Depois de eliminar os maus porta estandartes que têm prejudicado a imagem do partido, e de apresentar novas faces perante a América, o Partido Republicano irá necessitar de adequar a sua mensagem aos novos tempos. Penso que aqui concordo com o que tem dito o governador da Louisiana, que tem defendido que o GOP não precisa de moderar-se, precisa sobretudo de modernizar-se. E isto implicará necessariamente alguns ajustes ao que têm defendido no passado recente. O Partido Republicano precisa urgentemente de deixar de ser visto como o partido dos ricos. Neste actual debate sobre a redução do défice, o GOP tem aparecido aos olhos dos americanos na defesa incessante do não aumento de impostos para os ricos, enquanto os democratas têm enfatizado a manutenção dos cortes fiscais para a classe média. Isto resume bem os problemas do partido nesta matéria. Como defender baixos impostos para todos e não entrincheirar-se na posição de defesa dos ricos? Talvez passe por deixar expirar os Bush Tax Cuts para os que ganham acima dos 250 mil dólares, como Obama pretende, forçando o corte na despesa que sempre têm defendido. É preciso flexibilidade na defesa de posições, fazendo jus à máxima de Reagan, que numa negociação deve-se obter o máximo de dividendos, sabendo-se que nunca se consegue tudo. Mais, estando o GOP na oposição, será aceitável que tal suceda. 

 

Nas questões sociais, o GOP não precisa de moderar a sua oposição ao aborto. Nunca como agora houve tantos pro-life nos Estados Unidos, pelo menos nas últimas décadas.

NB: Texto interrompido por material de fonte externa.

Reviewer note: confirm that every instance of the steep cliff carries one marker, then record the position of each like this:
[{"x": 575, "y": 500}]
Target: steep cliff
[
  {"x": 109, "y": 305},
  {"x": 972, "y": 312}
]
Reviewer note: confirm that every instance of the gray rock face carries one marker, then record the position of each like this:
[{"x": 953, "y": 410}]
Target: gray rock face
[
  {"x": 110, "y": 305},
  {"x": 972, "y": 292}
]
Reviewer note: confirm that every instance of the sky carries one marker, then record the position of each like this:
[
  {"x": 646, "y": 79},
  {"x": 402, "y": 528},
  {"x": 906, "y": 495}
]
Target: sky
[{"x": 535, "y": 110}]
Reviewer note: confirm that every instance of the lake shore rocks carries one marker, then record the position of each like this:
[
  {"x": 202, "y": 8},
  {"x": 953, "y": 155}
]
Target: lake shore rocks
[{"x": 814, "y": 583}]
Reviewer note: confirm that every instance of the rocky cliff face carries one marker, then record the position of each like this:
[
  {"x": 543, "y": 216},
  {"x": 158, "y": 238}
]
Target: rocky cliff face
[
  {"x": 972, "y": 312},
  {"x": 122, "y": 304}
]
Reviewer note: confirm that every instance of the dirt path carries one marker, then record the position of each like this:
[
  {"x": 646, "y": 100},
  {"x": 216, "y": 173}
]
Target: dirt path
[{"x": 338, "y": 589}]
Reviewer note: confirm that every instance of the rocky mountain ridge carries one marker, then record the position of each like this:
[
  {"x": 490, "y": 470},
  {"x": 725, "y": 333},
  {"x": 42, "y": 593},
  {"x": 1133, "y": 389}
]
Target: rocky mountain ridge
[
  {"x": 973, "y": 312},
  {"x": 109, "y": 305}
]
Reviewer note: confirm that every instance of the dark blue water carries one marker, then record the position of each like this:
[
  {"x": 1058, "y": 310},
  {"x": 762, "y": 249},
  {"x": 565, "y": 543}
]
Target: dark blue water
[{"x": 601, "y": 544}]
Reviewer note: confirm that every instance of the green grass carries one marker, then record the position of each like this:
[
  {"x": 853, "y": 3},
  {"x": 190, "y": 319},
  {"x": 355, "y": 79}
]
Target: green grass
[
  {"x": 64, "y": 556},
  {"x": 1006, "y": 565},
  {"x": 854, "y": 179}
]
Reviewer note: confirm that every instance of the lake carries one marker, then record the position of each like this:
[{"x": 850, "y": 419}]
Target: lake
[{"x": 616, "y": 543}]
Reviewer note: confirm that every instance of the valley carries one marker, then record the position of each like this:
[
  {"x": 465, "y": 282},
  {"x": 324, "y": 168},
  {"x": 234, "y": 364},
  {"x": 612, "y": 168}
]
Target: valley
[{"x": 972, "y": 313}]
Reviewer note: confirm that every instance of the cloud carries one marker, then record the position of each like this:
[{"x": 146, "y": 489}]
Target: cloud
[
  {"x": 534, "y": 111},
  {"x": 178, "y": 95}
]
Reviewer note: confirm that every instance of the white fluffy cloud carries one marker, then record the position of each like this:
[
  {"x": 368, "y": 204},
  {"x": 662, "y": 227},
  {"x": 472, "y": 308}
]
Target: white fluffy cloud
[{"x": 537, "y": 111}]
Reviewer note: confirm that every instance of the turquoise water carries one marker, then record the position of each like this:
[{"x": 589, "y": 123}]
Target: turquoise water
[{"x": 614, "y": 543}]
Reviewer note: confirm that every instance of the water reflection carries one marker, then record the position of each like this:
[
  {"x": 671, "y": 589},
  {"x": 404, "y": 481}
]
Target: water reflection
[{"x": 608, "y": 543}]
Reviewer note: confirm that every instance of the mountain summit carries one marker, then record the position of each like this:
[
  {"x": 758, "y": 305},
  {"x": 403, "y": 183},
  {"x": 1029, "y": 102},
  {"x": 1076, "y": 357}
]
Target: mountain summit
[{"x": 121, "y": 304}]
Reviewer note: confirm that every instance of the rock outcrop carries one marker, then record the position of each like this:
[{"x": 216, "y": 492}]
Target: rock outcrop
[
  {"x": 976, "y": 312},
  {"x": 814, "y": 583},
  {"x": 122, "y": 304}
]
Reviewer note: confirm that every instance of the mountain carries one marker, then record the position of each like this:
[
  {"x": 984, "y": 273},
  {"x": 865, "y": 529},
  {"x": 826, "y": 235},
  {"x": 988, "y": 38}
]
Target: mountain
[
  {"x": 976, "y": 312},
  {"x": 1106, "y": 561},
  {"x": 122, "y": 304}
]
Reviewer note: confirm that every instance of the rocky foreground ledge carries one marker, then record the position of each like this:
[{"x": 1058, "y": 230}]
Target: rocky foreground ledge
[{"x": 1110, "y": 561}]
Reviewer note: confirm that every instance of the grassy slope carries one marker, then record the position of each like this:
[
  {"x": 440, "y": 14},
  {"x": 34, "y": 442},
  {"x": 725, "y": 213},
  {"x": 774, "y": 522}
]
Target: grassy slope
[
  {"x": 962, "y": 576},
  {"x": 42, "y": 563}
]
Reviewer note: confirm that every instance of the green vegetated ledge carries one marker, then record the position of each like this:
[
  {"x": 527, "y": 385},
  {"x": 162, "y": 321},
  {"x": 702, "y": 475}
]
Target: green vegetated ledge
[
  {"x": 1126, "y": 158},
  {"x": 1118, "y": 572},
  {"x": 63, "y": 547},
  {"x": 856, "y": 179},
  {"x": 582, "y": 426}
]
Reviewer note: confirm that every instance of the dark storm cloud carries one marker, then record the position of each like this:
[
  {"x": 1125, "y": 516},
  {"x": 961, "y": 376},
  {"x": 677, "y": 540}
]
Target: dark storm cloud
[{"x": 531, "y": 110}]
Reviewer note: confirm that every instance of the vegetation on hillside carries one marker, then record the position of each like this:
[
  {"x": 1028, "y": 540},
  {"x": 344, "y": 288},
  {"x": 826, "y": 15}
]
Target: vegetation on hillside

Mas isso não implica deixar que a defesa desta posição esteja a cargo de extremistas como Todd Akin ou Richard Mourdock. Se o GOP for inteligente nesta matéria, ganhará certamente apoio no eleitorado tradicionalmente moderado. Por outro lado, e numa questão da moda, o casamento homossexual, também não considero que deva haver uma mudança abrupta. Não se devem mudar de convicções por motivos eleitorais, mas é preciso que o GOP deixe que o debate cresça também entre o partido, e que posições minoritárias não sejam tratadas como aberrantes. A Big Tent que Reagan sempre defendeu também deve incluir estes temas. Em relação à imigração, deve ser dado espaço a vozes como John McCain, Marco Rubio, Jeb Bush ou Susana Martinez, que defendem uma abordagem compreensiva ao tema. Há 12 milhões de ilegais a residir nos Estados Unidos e o GOP deverá ser tolerante para aceitar uma reforma da imigração que permita que os imigrantes que trabalhem e que contribuem para o desenvolvimento do país, alcancem um estatuto de legalidade. Na década de 80 Reagan fez o mesmo. 

 

Por fim, o GOP precisa de ter um discurso virado para as novas gerações. A questão da liberdade na Internet, que tem vindo a ser debatida nos Estados Unidos, pode ser uma grande bandeira para os republicanos, já que o Partido Democrata é está sob influência dos círculos liberais de Hollywood e da indústria de conteúdos. Este ano já vimos os republicanos no congresso a assumir esta bandeira, mas será necessário fazer mais. Reagan foi o último republicano a vencer no voto jovem, com a sua mensagem optimista e crente no futuro do país. O fiscal conservativism é cada vez mais popular entre os jovens, e terá que ser por aqui que os republicanos terão de atacar. 

 

A modernização que Bobby Jindal defendeu também passará por modernizar as técnicas eleitorais do partido. Como vimos nestas eleições, o famoso ground game de Obama permitiu-lhe vencer as eleições, pois no terreno a máquina democrata, assente sobretudo nos contactos pessoais e nas novas tecnologias, foi extremamente eficaz. O GOP tem alguns profissionais das novas tecnologias brilhantes, mas necessita de lhes dar voz e liberdade, que foi o que Obama e os democratas fizeram nestes dois últimos ciclos eleitorais. Basta ler os relatos sobre esta última campanha de Obama e de Romney para verificar isso. 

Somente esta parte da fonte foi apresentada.